It's Saturday morning, the sun is shining, and we are giddy with delight after my scan/bloodwork. I now have 7 follicles growing, two of which are notiecably larger than they were on Tuesday. One is already at 12 mm and the other is 14 mm. They need to be at least 10 mm to be "measurable" and over 18 mm to make it to retrieval so we're almost there! Dr. Hock was so happy she hugged me.
It's safe to say no one in that exam room knew quite what to expect this round but there are healthy follicles growing at a rapid rate and even multiplying only four days into stims. That's fantastic news for someone previously labeled a poor responder...it was almost too good to be true and I think Rhett and I went from shock to awe and back again.
While en route to Wegman's (our traditional Saturday morning outing) I got the call from the RMA lab in record time with my bw results. My E2 is now 663. Wait - come again? Six-hundred? That's incredible. I had to listen to the message twice. I started out the week at a dismal 54 and was feeling pretty shitty about that. They want you well into the thousands by retrieval and it looks like I just might make it there after all. Are we sure they didn't mix up my labs?

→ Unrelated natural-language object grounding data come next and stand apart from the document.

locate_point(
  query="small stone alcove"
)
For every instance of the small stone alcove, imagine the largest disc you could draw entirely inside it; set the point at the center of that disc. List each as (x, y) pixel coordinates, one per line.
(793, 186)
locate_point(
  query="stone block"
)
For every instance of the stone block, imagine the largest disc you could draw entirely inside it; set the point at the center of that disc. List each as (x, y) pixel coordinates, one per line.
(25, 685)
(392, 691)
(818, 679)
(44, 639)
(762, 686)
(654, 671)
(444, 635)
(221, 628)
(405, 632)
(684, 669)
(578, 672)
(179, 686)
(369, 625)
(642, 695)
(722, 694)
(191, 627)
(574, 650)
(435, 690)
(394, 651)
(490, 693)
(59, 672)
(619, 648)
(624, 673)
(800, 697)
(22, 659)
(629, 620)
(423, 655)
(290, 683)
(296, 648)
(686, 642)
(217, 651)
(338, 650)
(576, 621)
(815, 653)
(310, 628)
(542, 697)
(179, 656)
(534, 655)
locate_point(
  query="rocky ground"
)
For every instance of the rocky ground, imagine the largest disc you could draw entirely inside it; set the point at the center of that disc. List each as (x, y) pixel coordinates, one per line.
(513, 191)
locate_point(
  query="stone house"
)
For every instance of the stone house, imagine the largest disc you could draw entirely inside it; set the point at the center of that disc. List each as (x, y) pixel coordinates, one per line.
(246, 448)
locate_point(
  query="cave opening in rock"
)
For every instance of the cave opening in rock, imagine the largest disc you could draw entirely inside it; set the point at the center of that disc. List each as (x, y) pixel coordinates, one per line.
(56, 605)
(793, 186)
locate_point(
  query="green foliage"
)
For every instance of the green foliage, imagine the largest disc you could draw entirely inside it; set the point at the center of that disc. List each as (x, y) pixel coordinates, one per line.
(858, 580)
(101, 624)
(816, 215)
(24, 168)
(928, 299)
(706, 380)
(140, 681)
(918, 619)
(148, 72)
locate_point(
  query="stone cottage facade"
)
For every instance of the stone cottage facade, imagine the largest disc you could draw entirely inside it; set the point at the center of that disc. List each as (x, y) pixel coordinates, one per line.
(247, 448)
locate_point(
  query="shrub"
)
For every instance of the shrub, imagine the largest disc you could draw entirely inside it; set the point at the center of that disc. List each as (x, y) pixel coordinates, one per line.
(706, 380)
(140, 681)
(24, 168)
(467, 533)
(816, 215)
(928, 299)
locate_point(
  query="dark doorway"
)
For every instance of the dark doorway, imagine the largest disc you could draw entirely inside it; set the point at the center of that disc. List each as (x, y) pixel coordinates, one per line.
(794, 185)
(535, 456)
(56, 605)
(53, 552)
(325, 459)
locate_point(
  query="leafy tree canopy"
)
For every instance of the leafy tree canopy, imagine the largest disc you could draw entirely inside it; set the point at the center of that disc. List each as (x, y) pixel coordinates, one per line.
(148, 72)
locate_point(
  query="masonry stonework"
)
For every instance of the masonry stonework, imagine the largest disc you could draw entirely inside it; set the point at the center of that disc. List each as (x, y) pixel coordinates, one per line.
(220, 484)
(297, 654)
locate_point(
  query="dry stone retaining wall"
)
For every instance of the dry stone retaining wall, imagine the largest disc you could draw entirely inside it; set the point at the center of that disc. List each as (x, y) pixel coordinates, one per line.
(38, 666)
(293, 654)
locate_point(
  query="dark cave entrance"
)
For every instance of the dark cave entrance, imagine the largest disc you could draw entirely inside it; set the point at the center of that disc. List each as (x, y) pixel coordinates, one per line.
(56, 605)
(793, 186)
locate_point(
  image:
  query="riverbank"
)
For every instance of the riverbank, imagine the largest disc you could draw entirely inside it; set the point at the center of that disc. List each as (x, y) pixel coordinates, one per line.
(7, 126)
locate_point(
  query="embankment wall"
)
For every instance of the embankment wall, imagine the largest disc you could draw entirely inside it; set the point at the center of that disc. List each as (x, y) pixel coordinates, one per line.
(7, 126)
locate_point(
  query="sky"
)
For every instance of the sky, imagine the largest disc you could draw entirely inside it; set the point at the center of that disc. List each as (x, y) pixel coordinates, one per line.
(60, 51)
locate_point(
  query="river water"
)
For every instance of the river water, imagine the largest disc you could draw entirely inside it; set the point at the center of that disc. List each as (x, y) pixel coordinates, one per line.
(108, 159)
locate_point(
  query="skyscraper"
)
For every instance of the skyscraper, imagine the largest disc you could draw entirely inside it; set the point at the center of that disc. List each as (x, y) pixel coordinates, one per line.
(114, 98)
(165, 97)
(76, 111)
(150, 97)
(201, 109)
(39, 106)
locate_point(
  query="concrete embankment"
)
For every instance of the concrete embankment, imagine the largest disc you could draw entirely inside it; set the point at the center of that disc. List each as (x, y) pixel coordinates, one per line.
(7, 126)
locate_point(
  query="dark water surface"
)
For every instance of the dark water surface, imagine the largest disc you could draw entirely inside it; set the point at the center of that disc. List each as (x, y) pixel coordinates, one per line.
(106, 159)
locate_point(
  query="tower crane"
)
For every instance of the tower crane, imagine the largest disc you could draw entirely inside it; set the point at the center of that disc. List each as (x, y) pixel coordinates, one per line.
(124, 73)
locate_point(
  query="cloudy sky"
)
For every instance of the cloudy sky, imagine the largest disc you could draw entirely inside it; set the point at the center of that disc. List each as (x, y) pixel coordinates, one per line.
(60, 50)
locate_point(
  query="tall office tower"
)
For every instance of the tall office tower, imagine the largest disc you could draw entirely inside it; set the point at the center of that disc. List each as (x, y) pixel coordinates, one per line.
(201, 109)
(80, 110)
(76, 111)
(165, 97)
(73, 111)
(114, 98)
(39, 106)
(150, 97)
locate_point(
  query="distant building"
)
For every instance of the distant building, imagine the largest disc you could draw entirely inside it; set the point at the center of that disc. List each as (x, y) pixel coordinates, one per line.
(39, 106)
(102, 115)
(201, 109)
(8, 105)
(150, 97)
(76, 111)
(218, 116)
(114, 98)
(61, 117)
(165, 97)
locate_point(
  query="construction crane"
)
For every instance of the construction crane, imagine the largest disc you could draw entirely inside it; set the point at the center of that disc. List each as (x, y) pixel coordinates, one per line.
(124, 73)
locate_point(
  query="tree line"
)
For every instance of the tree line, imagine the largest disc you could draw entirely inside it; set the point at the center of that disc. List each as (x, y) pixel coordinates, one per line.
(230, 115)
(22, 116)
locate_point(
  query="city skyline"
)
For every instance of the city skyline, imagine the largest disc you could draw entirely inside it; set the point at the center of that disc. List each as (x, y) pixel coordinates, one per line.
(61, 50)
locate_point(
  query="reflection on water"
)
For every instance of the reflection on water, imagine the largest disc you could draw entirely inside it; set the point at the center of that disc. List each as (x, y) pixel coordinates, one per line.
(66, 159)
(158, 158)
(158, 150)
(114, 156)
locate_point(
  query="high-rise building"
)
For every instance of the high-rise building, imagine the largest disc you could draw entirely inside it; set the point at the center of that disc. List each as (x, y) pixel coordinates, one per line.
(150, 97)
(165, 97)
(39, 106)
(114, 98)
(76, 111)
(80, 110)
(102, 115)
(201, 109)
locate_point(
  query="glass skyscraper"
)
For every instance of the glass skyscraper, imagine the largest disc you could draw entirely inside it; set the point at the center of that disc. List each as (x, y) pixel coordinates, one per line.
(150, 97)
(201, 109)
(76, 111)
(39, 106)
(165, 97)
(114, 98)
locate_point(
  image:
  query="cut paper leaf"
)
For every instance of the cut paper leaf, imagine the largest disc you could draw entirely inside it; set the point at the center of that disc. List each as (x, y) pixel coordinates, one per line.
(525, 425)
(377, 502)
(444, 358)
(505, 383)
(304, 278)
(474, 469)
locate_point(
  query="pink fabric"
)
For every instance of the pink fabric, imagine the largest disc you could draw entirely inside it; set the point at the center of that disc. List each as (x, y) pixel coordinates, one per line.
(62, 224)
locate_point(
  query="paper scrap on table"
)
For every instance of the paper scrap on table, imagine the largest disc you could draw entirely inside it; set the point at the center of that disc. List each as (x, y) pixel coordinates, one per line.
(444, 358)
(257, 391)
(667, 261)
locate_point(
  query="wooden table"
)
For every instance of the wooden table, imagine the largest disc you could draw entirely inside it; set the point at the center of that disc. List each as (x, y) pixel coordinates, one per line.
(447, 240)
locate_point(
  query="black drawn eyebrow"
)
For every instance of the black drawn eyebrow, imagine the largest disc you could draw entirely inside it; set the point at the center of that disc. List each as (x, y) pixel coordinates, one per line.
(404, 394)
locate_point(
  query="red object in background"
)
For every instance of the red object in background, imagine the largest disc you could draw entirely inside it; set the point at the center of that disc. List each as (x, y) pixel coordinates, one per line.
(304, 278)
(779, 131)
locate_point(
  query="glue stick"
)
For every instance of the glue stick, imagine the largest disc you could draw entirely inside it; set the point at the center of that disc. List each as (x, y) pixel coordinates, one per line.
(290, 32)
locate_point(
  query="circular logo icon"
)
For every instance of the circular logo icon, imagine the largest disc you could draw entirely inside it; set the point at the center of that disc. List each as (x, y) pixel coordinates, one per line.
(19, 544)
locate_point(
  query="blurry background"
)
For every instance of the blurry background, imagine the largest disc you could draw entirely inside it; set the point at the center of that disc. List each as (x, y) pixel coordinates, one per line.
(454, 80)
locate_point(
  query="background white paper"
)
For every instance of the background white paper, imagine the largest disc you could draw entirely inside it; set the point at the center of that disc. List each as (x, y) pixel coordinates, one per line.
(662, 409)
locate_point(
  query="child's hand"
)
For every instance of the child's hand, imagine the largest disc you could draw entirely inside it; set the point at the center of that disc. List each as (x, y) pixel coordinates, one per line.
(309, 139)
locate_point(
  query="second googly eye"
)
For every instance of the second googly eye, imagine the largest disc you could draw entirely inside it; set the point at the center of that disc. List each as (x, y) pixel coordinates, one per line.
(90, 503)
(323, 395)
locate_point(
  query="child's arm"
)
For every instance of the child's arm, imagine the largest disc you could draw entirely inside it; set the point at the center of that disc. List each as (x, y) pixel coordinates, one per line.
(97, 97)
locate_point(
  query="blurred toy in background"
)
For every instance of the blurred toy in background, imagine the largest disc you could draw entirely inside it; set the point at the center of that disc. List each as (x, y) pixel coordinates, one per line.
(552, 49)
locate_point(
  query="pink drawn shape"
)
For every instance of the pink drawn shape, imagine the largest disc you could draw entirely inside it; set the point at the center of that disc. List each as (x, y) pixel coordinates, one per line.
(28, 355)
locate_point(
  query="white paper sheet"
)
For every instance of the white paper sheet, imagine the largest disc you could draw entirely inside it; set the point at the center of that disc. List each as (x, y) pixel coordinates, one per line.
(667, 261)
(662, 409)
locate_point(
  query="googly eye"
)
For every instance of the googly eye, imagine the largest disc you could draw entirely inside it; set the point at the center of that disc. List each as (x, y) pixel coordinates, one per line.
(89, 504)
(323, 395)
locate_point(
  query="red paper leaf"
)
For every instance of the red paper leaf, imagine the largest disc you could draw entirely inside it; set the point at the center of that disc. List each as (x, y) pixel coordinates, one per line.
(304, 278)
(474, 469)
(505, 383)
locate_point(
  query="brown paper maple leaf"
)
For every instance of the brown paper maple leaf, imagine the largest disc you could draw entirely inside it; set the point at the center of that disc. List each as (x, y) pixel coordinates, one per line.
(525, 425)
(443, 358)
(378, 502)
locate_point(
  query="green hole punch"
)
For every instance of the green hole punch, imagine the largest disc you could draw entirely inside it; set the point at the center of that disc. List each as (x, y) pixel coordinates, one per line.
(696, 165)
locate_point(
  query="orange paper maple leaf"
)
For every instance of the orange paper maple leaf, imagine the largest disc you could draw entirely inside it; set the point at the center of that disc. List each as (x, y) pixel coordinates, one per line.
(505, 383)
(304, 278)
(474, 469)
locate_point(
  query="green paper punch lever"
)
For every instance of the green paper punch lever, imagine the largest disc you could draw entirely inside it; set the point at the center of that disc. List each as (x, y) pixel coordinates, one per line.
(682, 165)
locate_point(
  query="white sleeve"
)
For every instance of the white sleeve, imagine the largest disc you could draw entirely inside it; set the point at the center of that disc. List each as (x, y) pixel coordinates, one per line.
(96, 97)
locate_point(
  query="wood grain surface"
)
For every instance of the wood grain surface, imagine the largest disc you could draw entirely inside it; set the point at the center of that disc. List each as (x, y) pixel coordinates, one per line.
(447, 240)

Naturally, I'm trying to contain my excitement - we both are - just because we know what it is to come crashing back down to earth after high, high hopes. But I finally feel something this morning, something better than fear or anxiety: I feel in control. I feel like I'm actually contributing to this process instead of holding us back. I feel like the demons of the summer may be far enough behind us that I can look forward to getting back on this bucking bronco of a cycle and ride it out.
Just seeing those would-be eggs, my lovely little follicles on the u/s screen, reminds me why we're doing this. They are there and they are growing, even if I can't feel them. It's hard to keep reminding yourself that everyone feels this way at some point going through IVF, that there's nothing abnormal about feeling disconnected or down on yourself because you're not producing the volume or quality you thought you were biologically entitled to. Looking at that screen, you can see something tangible that's worth all the ups and downs and uncertainty. That's enough to hold onto for another two days until we go back on Monday morning for some more good news.